A: There is a paper of Solomon Feferman from 1969 in which he proposes a conservative extension of ZFC adequate for formulating much of category theory.  Since the need for universes in algebraic geometry seems to arise mainly via the use of category theory, I conjecture that Feferman's approach may be useful in algebraic geometry.  The paper in question is "Set-theoretical foundations of category theory" (in "Reports of the Midwest Category Seminar III", Springer Lecture Notes in Math 106, edited by Saunders Mac Lane, pages 201-247).  Feferman proposes to add to the language of ZFC a new constant symbol $\kappa$ and to add to the axioms the schema saying that $V_\kappa$ is an elementary submodel of the universe $V$ of all sets, with respect to the original language of ZFC.  That is, for each formula $\phi(x_1,\dots,x_n)$ in the original language (i.e., not involving $\kappa$), there is an axiom saying that, for each $x_1,\dots,x_n\in V_\kappa$, the statement $\phi(x_1,\dots,x_n)$ is equivalent to the same statement with all quantified variables restricted to range over $V_\kappa$.  The idea is that this $V_\kappa$ can play the role of a Grothendieck universe, even though it isn't really one.  Furthermore, in situations where one would expect to use two or more universes, one can often get by with one, by a judicious use of the "elementary submodel" axioms.  

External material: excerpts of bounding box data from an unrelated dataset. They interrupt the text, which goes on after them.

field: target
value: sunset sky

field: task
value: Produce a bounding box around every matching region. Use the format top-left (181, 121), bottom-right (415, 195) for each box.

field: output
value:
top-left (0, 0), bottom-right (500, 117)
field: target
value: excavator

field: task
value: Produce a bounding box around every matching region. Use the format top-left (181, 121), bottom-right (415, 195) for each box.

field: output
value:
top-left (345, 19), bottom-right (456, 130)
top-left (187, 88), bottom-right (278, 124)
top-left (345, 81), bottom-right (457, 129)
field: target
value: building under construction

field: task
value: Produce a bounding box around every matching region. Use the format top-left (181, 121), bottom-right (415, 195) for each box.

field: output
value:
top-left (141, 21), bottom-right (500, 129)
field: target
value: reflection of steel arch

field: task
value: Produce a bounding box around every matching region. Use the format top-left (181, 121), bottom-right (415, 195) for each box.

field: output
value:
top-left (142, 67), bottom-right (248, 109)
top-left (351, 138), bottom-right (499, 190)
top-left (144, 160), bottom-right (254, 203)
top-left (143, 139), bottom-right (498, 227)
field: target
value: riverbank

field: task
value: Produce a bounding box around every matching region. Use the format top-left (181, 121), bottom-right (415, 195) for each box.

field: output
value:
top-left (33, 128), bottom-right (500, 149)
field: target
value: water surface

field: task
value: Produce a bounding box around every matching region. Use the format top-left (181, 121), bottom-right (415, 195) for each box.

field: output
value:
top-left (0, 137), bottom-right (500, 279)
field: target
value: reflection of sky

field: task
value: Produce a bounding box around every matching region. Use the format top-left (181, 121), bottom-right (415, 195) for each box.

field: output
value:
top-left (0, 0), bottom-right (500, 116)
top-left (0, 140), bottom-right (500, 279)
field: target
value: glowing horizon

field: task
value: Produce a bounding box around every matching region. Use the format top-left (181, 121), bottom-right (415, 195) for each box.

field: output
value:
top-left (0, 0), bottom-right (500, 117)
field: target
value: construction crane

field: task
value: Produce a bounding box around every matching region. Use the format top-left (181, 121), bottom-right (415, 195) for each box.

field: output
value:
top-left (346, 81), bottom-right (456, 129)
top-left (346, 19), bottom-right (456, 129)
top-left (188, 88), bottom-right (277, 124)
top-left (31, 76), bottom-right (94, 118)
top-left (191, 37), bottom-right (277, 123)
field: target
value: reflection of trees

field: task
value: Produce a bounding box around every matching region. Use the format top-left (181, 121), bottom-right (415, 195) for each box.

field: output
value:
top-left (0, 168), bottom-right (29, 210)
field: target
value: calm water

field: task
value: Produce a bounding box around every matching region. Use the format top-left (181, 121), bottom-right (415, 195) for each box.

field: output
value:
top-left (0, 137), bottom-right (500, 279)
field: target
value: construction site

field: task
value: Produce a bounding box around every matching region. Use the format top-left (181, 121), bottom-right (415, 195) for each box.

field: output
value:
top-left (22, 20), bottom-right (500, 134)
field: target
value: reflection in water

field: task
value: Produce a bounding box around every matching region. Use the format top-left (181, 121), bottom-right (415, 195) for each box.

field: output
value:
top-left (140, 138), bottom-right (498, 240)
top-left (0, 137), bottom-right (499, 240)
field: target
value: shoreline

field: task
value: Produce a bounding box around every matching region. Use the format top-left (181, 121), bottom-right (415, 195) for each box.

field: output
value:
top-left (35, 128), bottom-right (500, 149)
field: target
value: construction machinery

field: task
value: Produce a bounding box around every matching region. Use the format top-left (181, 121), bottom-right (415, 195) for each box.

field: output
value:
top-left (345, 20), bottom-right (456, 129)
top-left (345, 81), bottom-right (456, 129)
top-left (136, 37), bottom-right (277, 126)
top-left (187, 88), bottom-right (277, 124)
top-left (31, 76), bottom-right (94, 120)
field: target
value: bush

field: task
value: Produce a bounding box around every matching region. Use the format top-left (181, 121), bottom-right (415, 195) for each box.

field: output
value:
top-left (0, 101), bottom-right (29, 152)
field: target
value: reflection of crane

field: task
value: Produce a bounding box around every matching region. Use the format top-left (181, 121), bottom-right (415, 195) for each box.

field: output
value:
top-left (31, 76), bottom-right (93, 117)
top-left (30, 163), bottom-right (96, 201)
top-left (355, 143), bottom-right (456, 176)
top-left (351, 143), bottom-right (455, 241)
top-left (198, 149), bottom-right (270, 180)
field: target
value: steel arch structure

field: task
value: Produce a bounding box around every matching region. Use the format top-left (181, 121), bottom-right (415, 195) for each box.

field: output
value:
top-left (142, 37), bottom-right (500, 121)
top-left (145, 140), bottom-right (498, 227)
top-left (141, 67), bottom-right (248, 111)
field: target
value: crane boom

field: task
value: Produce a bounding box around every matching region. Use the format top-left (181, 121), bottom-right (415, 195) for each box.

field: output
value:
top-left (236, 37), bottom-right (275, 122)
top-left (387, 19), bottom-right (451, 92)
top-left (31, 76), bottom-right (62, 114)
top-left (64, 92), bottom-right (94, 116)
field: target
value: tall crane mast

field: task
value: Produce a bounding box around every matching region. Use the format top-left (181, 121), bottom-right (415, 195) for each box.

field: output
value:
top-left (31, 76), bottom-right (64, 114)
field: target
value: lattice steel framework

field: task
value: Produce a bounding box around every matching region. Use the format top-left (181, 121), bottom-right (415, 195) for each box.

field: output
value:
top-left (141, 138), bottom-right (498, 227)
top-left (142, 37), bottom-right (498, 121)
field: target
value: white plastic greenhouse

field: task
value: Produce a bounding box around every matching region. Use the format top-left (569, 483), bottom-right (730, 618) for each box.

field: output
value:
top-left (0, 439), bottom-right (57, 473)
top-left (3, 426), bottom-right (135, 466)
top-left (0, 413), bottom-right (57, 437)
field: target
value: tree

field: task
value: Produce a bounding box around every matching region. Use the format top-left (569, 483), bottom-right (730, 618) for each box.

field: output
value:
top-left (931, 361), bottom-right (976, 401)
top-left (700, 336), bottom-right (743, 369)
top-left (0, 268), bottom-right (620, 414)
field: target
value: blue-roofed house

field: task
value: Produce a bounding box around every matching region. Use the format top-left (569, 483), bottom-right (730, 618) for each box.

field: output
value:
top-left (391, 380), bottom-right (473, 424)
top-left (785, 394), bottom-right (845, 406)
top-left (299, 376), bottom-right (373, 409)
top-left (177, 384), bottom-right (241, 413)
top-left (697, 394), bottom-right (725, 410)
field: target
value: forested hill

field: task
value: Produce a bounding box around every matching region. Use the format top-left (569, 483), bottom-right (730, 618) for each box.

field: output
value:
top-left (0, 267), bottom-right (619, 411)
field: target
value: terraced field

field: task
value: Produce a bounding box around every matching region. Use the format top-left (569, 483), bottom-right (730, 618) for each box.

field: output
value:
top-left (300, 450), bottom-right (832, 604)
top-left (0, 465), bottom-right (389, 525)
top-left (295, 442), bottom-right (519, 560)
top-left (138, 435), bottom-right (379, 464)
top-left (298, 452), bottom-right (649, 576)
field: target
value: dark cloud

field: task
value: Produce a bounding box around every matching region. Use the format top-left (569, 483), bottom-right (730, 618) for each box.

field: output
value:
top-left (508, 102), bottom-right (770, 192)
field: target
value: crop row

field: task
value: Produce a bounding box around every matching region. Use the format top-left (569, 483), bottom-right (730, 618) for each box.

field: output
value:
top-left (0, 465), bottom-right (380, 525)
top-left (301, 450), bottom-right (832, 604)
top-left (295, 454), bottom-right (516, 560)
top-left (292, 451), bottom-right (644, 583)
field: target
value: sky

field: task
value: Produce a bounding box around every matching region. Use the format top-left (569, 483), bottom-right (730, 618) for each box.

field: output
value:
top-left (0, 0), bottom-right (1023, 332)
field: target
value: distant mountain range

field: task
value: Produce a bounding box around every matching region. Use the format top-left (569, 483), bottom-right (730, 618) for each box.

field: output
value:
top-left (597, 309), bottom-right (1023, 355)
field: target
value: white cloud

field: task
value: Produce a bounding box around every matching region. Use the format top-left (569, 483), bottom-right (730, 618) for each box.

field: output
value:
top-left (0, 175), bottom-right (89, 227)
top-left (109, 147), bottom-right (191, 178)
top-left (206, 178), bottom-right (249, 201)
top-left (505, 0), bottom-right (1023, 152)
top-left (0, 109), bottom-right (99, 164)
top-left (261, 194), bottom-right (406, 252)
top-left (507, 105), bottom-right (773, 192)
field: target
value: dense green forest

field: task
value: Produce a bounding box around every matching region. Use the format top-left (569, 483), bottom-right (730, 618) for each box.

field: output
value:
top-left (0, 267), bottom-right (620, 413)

Note that one cannot express the notion of "elementary submodel of the universe" as a single formula, since there is no uniform way to express "truth in the universe" (Tarski's theorem).  But one can express it one formula at a time, as an infinite axiom scheme, since there's no problem expressing truth of a single formula $\phi$ (just say $\phi$).  And this is what Feferman does.
Feferman's axiom system is conservative over ZFC.  That is, if you can prove, in Feferman's system, a sentence that doesn't involve $\kappa$, then you can prove the same sentence in ZFC.  (This follows from Levy's reflection principle plus the compactness theorem of first-order logic.)
Many years ago, I taught a category theory course, using Feferman's axioms as the foundation.  For the most part, this foundation worked well, but, if I remember correctly, I ran into a problem proving the existence of Kan extensions.  I don't remember what I did to overcome the problem (nor do I even remember exactly what the problem was).  
I believe Feferman has done additional work improving this foundational system, but I have not yet absorbed that work.